Manamela, who is the Deputy Minister in the Presidency responsible for Planning, Monitoring and Evaluation and Youth Development, said youth must take the lead in defining their own mission and ask hard, important questions to reach their goals.
“We need to ask important questions and challenge the status quo. If we don’t change the whole question of ownership and control of land and the economy, people will still feel that they are not liberated. We need to probe how certain things have not been done,” said Deputy Minister Manamela.
He threw this challenge to the youth during a wreath-laying ceremony at Solomon Kalushi Mahlangu’s grave in Mamelodi West Cemetery, as part of Mahlangu’s birthday celebrations.

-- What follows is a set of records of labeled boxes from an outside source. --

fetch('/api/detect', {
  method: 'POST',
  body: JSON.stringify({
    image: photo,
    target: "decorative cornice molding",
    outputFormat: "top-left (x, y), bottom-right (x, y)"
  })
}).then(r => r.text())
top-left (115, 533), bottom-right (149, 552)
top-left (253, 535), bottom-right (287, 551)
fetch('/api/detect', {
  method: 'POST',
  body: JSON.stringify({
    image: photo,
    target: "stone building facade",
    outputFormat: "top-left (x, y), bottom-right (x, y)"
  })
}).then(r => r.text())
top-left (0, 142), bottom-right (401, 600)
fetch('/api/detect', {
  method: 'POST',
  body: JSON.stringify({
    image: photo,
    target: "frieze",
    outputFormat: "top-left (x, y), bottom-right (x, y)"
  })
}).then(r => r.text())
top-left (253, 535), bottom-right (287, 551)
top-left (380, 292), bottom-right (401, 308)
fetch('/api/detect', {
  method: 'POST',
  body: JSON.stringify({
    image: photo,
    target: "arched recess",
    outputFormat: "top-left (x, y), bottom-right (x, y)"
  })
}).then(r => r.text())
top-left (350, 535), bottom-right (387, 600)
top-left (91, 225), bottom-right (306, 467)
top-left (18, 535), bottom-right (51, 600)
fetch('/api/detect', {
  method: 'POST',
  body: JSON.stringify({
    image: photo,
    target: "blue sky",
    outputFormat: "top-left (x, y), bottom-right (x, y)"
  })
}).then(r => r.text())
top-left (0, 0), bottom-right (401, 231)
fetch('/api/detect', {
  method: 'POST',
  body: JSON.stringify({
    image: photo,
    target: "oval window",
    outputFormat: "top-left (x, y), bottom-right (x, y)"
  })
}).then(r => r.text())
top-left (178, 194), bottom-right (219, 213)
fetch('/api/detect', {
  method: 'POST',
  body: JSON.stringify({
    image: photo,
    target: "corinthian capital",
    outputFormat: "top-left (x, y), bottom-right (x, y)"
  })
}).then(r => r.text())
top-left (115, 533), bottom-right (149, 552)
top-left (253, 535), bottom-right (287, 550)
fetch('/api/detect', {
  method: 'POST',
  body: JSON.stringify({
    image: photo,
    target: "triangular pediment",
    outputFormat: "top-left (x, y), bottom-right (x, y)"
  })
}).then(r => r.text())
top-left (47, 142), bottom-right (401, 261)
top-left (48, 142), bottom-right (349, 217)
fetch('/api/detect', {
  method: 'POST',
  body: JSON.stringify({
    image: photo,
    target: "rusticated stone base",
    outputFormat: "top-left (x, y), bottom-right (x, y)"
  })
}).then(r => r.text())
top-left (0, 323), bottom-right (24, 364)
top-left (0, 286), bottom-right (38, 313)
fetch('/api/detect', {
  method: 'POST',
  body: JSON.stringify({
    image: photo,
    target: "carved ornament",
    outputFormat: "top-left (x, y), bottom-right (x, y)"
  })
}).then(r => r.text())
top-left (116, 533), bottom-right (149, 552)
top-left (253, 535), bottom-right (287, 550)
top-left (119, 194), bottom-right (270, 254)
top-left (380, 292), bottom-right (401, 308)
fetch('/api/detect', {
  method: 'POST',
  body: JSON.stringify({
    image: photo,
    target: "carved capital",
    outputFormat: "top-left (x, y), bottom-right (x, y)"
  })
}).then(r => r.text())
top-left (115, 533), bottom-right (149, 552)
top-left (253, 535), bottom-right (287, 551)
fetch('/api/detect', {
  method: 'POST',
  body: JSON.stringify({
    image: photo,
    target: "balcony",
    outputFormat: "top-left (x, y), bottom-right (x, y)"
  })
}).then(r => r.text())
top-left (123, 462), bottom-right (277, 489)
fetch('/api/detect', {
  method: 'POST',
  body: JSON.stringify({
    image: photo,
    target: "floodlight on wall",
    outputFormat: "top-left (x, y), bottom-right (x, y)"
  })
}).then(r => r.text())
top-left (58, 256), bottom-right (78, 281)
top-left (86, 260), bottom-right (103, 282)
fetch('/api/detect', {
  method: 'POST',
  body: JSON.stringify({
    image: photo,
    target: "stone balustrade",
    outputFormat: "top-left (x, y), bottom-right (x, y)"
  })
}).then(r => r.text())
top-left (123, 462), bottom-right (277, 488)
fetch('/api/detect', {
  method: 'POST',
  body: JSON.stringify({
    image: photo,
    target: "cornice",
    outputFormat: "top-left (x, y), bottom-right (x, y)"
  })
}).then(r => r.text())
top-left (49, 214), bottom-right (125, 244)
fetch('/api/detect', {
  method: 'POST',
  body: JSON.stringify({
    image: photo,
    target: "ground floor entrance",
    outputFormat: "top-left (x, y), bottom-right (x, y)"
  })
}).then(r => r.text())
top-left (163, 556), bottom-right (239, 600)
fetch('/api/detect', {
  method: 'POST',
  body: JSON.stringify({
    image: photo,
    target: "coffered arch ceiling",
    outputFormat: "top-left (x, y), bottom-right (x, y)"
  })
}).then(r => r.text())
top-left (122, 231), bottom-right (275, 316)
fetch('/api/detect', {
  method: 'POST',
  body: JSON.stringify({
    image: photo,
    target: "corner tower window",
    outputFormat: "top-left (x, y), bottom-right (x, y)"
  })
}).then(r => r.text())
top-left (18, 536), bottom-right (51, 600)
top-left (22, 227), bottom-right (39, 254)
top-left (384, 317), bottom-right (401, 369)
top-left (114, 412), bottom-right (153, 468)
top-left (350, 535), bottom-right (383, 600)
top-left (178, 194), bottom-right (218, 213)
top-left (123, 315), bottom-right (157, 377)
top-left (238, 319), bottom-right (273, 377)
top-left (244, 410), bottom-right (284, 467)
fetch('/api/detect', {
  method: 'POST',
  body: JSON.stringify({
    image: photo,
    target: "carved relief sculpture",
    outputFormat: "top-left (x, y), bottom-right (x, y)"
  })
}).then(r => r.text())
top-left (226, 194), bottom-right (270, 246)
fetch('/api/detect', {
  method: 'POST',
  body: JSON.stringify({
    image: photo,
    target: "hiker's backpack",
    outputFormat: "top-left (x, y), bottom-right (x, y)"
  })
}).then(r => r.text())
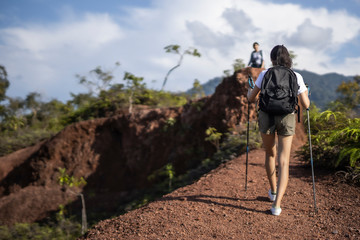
top-left (259, 66), bottom-right (299, 115)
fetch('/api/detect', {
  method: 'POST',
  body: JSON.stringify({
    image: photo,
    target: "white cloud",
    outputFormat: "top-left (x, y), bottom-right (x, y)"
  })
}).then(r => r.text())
top-left (0, 0), bottom-right (360, 100)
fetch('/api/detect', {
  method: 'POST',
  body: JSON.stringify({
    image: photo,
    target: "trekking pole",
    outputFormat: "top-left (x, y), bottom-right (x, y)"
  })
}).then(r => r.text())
top-left (306, 86), bottom-right (317, 213)
top-left (245, 75), bottom-right (254, 191)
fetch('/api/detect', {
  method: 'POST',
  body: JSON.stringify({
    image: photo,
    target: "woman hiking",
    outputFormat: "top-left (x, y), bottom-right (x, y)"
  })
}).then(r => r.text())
top-left (248, 42), bottom-right (265, 68)
top-left (247, 45), bottom-right (310, 216)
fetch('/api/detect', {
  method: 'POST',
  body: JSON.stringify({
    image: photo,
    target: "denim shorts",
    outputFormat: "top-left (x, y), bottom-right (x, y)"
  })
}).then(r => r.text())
top-left (258, 110), bottom-right (296, 136)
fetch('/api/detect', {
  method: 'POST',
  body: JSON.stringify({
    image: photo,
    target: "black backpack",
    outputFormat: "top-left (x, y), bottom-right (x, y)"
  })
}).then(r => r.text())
top-left (259, 66), bottom-right (299, 115)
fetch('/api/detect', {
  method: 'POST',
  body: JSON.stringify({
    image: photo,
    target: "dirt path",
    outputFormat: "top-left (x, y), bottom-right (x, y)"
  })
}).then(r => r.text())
top-left (84, 150), bottom-right (360, 239)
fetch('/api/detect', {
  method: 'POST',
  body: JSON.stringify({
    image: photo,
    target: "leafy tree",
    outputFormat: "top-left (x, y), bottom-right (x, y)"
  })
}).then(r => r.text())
top-left (301, 108), bottom-right (360, 171)
top-left (76, 62), bottom-right (120, 95)
top-left (336, 76), bottom-right (360, 114)
top-left (161, 45), bottom-right (201, 90)
top-left (193, 79), bottom-right (205, 98)
top-left (25, 92), bottom-right (41, 123)
top-left (0, 65), bottom-right (10, 101)
top-left (123, 72), bottom-right (145, 113)
top-left (205, 127), bottom-right (222, 151)
top-left (0, 65), bottom-right (10, 116)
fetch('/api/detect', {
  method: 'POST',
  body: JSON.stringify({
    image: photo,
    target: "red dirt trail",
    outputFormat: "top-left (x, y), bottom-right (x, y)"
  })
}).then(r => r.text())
top-left (82, 141), bottom-right (360, 239)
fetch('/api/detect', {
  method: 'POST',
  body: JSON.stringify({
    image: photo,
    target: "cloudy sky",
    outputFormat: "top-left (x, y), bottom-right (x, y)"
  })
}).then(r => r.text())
top-left (0, 0), bottom-right (360, 101)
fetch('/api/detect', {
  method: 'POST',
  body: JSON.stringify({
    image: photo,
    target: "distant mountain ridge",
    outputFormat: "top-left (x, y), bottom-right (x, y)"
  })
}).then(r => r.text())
top-left (186, 69), bottom-right (354, 110)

Other officials present included the Deputy Ministers of Social Development Hendrietta Bogopane-Zulu; Communications, Tandi Mahambehlala; Transport, Sindisiwe Chikunga and Justice and Correctional Services, Thabang Makwetla.

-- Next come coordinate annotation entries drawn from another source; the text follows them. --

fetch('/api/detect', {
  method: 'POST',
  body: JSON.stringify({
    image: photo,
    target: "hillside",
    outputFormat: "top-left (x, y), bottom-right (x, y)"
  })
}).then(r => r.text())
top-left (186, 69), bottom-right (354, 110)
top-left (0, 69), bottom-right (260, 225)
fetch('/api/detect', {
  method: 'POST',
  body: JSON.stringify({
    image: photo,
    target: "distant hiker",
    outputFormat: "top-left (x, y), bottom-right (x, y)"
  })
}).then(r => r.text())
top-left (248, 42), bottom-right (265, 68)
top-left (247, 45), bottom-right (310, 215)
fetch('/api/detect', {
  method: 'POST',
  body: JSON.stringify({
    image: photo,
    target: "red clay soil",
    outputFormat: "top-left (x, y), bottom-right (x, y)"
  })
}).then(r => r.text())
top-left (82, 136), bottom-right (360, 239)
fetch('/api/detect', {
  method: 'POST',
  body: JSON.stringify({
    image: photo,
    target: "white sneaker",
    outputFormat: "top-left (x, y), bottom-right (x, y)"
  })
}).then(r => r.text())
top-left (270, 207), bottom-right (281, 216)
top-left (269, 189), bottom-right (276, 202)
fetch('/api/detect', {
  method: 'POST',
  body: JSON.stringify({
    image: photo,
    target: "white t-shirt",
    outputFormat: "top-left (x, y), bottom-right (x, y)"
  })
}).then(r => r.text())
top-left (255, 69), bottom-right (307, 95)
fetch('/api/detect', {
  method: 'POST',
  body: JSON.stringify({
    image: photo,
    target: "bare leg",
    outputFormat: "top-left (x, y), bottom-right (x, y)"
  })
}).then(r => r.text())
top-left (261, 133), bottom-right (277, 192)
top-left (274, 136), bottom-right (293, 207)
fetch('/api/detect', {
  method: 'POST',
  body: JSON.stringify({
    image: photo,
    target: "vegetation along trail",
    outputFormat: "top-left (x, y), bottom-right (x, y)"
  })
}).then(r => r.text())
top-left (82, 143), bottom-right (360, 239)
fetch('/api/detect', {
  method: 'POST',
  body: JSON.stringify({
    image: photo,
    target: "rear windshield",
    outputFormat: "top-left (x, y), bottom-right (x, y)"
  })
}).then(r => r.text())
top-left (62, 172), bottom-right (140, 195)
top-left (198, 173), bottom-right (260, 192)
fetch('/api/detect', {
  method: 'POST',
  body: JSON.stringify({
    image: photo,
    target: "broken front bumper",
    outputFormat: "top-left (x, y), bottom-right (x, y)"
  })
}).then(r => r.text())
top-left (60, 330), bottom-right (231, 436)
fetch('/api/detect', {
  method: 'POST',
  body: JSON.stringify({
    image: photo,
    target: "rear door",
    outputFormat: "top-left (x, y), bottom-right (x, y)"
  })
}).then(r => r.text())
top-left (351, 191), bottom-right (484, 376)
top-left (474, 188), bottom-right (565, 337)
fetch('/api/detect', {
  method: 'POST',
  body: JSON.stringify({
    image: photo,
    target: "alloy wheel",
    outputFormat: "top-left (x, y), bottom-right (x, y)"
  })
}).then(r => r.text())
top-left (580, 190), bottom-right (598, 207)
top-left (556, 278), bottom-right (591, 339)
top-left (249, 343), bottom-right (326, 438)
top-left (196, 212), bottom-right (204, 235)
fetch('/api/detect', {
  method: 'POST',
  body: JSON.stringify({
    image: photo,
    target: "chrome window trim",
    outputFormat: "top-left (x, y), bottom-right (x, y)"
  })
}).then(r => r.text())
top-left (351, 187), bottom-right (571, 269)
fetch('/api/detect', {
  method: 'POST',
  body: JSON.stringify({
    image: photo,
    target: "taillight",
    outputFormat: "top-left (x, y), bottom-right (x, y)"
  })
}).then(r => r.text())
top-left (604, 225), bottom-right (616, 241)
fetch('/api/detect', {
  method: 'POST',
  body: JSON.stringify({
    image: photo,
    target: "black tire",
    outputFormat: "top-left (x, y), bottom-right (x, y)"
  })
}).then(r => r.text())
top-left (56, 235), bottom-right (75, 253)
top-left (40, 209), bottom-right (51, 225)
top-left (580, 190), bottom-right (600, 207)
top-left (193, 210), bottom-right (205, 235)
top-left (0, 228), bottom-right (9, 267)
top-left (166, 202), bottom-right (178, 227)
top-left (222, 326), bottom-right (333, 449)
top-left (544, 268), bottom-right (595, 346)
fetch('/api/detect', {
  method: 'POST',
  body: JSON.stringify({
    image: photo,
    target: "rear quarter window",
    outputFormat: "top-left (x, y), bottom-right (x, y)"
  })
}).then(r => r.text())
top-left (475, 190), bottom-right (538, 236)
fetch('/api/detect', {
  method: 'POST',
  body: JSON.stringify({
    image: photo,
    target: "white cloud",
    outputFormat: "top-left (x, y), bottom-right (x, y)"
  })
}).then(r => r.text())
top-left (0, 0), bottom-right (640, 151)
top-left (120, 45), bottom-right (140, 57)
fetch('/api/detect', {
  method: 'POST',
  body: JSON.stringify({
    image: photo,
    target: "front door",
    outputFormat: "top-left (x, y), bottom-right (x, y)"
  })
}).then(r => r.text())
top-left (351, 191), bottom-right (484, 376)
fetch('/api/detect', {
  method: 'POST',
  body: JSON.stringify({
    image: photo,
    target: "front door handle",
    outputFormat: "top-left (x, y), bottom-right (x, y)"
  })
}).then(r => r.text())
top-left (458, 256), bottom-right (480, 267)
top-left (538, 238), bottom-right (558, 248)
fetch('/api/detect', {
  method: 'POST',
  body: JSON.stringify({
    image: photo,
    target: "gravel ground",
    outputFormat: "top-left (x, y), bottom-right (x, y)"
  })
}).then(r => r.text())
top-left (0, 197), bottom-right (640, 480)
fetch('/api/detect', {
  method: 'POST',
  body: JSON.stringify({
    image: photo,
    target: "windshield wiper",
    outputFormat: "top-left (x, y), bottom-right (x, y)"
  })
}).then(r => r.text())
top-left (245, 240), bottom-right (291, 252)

Born on 10 July 1956, Mahlangu was sentenced to death on 2 March 1978 and executed on 6 April 1979. He was the first young operative of uMkhonto Wesizwe to face the death sentence.
Deputy Minister Manamela said over the last 24 years, the blood of Mahlangu has nourished the tree of freedom.
“A lot has been done to improve the lives of millions and this progress should never be taken for granted. Government has committed to taking forward what Kalushi fought for.”
Speaking at the main programme held at Mahlangu’s home in Mamelodi West, Deputy Minister Makwetla said South Africans cannot talk about Solomon Mahlangu without asking themselves what they are doing to make people’s lives better.
“It is important that we remind ourselves of where we come from and what Solomon Mahlangu was about.”
Prince George Mahlangu, who spoke on behalf of Mahlangu’s family, thanked government for celebrating the day with the family, saying South Africans should embrace what Mahlangu stood for.
“He was brave and his bravery was not made by what he sought to get. To us, he is still alive and we will never forget the role he played. It is part of history. We will remain grounded because he was everything to us and the country.”
After the main programme, government officials were joined by young people from Gauteng to watch the Kalushi movie at Nu Metro cinema in Menlyn Mall.
The youth will later in the day engage in a dialogue to highlight the challenges they face, and what they have learned from the story of Solomon Mahlangu.